# My other pets :)



## Sydney Dethloff (Aug 19, 2014)

I have chameleons, 2 dogs, and hedgehogs, the female of which just had babies!

Here are some snaps, I have 9 chameleons, 1 mama hedgehog with 4 babies, a bernese mountain dog, pomeranian, and now an Indian star tort!


----------



## Irwin4530 (Aug 19, 2014)

OMG! The baby hedgies are too cute!! <3


----------



## Sydney Dethloff (Aug 20, 2014)

Thank you! They are about a week old now and getting HUGE.


----------



## G-stars (Aug 20, 2014)

No pic for the star??


----------



## Sydney Dethloff (Aug 20, 2014)

Well this was the 'other pets' section. LOL I will post pics up tonight in the star tortoise media of him


----------



## G-stars (Aug 20, 2014)

Haha your right. My apologies. How's his enclosure coming along?


----------



## Sydney Dethloff (Aug 20, 2014)

Great so far! I have a hibiscus in there, two fountain grass bushes, I do have succulents planted but they are in pots so that I can pluck off at will instead of him gorging. I have a few more things to perfect before I put up pics of it!


----------



## Flipper (Aug 20, 2014)

Those baby hedge hogs  Love!

Your chameleon is awesome too. Was that one animal or 2?


----------



## kball (Aug 20, 2014)

I love your big dog


----------



## Sydney Dethloff (Aug 20, 2014)

What do you mean one animal or two?? LOL I have 7 chameleons currently!


----------



## wellington (Aug 20, 2014)

Great family there. Those hedgehogs are just too darn cute.


----------



## Sydney Dethloff (Aug 20, 2014)

Thank you! Yea we used to have a few hedgehogs but decided to downsize. It was hard, pets are like kids!


----------



## bouaboua (Aug 20, 2014)

WOW. You must be very busy!! But happy.


----------



## Flipper (Aug 20, 2014)

Sydney Dethloff said:


> What do you mean one animal or two?? LOL I have 7 chameleons currently!

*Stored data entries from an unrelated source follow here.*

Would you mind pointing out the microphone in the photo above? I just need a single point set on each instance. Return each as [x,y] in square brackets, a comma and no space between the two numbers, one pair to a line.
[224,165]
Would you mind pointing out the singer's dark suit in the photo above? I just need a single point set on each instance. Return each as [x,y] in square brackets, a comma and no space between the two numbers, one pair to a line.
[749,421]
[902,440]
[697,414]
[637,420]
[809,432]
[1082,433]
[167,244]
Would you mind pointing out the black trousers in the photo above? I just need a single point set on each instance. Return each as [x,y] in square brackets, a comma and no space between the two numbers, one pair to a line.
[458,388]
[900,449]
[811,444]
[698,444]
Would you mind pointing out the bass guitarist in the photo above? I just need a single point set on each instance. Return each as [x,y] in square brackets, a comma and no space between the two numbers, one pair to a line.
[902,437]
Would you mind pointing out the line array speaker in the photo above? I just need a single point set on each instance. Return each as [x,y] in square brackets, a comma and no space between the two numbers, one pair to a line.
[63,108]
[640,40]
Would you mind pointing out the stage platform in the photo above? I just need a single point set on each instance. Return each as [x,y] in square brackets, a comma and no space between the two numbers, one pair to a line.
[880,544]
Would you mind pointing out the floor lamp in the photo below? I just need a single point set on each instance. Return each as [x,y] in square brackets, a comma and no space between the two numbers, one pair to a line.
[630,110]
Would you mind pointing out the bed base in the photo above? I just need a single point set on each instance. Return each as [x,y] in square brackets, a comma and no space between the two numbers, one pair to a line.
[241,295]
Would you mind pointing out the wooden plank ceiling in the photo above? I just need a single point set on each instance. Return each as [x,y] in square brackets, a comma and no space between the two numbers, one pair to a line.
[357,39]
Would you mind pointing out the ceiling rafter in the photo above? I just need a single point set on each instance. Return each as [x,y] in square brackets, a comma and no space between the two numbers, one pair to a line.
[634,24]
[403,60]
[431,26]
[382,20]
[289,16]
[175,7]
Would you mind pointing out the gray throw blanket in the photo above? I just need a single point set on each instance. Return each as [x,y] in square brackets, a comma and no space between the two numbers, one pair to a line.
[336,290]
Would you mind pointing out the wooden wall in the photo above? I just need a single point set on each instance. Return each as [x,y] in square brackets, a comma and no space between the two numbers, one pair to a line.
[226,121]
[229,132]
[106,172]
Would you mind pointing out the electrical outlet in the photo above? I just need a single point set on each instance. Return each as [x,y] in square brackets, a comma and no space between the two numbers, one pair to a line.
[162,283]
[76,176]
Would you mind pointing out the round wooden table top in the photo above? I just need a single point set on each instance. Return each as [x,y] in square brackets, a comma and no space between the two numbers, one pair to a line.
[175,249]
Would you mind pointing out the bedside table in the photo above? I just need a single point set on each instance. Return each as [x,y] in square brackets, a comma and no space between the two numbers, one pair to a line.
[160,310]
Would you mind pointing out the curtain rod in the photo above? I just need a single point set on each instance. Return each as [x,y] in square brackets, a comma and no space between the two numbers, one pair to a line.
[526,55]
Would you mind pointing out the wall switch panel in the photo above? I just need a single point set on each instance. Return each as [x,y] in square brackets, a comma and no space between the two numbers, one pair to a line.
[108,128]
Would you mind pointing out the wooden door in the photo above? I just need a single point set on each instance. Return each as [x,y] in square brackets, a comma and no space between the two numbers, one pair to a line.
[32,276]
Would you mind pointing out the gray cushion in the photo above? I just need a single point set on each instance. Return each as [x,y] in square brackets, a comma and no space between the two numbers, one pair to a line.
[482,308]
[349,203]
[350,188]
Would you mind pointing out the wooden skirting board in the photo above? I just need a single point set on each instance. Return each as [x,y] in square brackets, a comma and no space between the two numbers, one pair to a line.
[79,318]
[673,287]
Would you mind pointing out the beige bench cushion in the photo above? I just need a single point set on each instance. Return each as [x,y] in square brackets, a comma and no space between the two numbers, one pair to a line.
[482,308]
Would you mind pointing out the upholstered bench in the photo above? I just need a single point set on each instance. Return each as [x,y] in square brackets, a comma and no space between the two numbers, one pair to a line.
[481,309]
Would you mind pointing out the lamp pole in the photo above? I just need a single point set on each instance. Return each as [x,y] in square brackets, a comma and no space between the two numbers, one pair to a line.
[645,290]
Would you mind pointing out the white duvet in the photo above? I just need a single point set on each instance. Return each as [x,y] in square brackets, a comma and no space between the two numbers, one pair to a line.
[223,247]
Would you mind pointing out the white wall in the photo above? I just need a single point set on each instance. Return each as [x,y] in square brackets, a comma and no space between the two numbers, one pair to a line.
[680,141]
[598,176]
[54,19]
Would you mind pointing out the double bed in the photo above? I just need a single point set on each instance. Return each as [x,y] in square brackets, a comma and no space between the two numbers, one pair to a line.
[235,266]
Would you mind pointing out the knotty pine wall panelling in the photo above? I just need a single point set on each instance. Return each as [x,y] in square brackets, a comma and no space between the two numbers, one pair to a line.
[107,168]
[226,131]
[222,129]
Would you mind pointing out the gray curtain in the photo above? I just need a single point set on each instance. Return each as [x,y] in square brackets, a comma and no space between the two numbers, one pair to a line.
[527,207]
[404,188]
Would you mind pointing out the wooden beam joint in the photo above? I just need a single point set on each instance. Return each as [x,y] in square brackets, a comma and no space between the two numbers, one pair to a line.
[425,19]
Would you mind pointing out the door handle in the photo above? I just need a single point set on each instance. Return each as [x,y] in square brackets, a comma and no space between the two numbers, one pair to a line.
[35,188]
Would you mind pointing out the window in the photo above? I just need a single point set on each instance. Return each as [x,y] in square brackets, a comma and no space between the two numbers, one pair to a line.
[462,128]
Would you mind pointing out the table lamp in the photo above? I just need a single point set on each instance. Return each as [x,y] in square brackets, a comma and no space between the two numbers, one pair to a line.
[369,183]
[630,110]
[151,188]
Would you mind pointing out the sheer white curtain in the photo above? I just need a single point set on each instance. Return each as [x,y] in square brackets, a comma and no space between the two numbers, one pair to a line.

Wow! That's great! Sorry I misread your original post. I didn't see all those chameleons 

I've always heard they were very difficult to keep alive and healthy


----------



## Sydney Dethloff (Aug 21, 2014)

Yes they are! That is why I downsized from 20 and am still downsizing. I plan on just keeping my breeding pair of tamataves ( I have eggs of theirs incubating now) and my deremensis pair maybe. I have a few ambilobe females I am selling.


----------



## Flipper (Aug 21, 2014)

Wow! You must have some kind of magic touch!


----------



## coshepard (Dec 6, 2018)

Sydney Dethloff said:


> I have chameleons, 2 dogs, and hedgehogs, the female of which just had babies!
> 
> Here are some snaps, I have 9 chameleons, 1 mama hedgehog with 4 babies, a bernese mountain dog, pomeranian, and now an Indian star tort!



Is that a Berrnese mountain dog? I have one too, I think they are so cute!


----------